Why Poettering's Answer Isn't
Lennart was kind enough to condescend to our level and provide his wisdom on the matter of systemd. It was a masterful piece filled with insight on the order of "from my point of view, it is the Jedi who are evil."
You'd have to be a software engineering genius like Poettering in order to understand that a values judgment can be objectively false. Only he is capable of knowing what will be valuable to users and what will be difficult for them. Any of you users out there who state otherwise are just wrong.
My favorite feature of this blog post is that he calls the belief that "systemd is not Unix" a myth and immediately proceeds to brag about how non-Unix it actually is, making it a point to berate actual Unix systems and then proceeds to claim that accusations of him being unkind to actual Unix systems are also mythical.
It's equally important to see how well he addresses non-arguments such as the accusations that petulant contrarians make about Lennart's intentions. Those of you who were actually hoping to have a real argument about the software design don't understand; if you just accept that the intent was not speed, that the intent was not change for change's sake, and that systemd isn't only for desktops, then you will understand the wisdom of its engineering perfectly.
I also love axiomatically false statements. We're told about the myth that goes "systemd could be ported to other kernels if its maintainers just wanted to." He soundly rebuts this by proceeding to list all of the reasons why he, understandably, doesn't want to but never quite explains why he couldn't port cgroups, fanotify, etc. to other systems.
So systemd can't be ported to other kernels. It's unpossible. But distros that use other kernels can still use it if they wanted to! I mean, why wouldn't they?
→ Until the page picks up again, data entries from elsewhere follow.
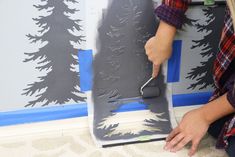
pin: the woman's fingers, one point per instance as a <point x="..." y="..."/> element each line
<point x="194" y="147"/>
<point x="172" y="134"/>
<point x="174" y="141"/>
<point x="156" y="69"/>
<point x="181" y="144"/>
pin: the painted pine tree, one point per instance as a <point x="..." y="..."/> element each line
<point x="58" y="57"/>
<point x="121" y="67"/>
<point x="202" y="74"/>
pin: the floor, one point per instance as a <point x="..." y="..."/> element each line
<point x="56" y="141"/>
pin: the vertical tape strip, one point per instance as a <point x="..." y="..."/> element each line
<point x="173" y="72"/>
<point x="85" y="58"/>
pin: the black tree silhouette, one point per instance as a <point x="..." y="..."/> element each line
<point x="209" y="47"/>
<point x="121" y="66"/>
<point x="58" y="56"/>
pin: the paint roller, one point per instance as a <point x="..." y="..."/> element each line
<point x="149" y="91"/>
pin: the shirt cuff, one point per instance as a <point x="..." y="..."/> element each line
<point x="172" y="16"/>
<point x="230" y="86"/>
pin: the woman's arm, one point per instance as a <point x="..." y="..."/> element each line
<point x="171" y="15"/>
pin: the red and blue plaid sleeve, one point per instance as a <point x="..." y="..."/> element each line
<point x="173" y="11"/>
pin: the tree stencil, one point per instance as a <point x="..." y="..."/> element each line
<point x="58" y="58"/>
<point x="202" y="74"/>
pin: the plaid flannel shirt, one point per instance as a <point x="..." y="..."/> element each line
<point x="173" y="12"/>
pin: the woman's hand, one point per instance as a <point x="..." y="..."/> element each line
<point x="159" y="47"/>
<point x="192" y="128"/>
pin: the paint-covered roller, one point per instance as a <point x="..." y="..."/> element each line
<point x="150" y="91"/>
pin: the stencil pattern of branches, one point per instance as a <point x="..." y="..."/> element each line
<point x="58" y="58"/>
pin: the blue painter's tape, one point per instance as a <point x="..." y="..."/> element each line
<point x="85" y="58"/>
<point x="42" y="114"/>
<point x="133" y="106"/>
<point x="191" y="99"/>
<point x="173" y="72"/>
<point x="80" y="110"/>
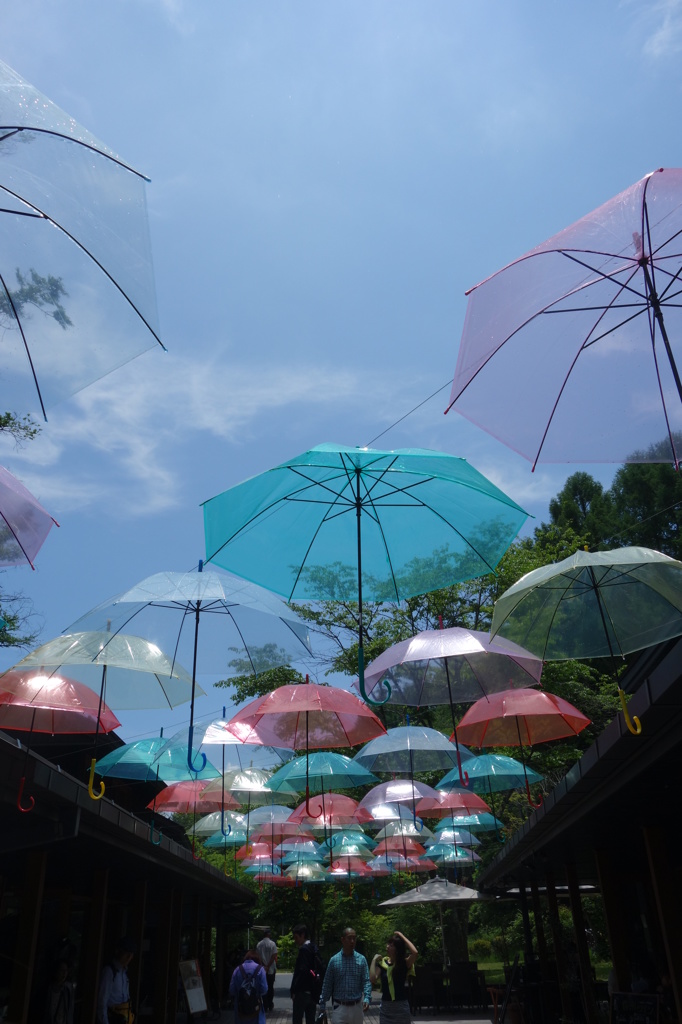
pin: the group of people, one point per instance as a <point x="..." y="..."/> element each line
<point x="347" y="980"/>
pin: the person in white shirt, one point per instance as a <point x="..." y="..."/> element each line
<point x="267" y="951"/>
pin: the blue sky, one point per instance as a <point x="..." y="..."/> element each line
<point x="327" y="180"/>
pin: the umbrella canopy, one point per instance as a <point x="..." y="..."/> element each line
<point x="455" y="666"/>
<point x="35" y="702"/>
<point x="588" y="326"/>
<point x="436" y="891"/>
<point x="248" y="621"/>
<point x="446" y="804"/>
<point x="184" y="798"/>
<point x="336" y="523"/>
<point x="323" y="770"/>
<point x="138" y="675"/>
<point x="70" y="207"/>
<point x="24" y="522"/>
<point x="492" y="773"/>
<point x="410" y="749"/>
<point x="520" y="718"/>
After all the glorious features that systemd offers, they really can't afford not to use this thing that is "not the mafia." But introducing all these glorious features is not feature creep; it's just "empowering the user" with… features.
It's true that there really are a lot of bad arguments against systemd out there. The few of them that are objective arguments really didn't warrant this big long brain-dump; one need only show a shell script running in systemd to disprove the claim that it's not scriptable and that it's a binary configuration. But proving things is for losers; Lennart's time is better spent writing long-winded, vacuous nonsense that he hopes will manage to clear up your misconceptions.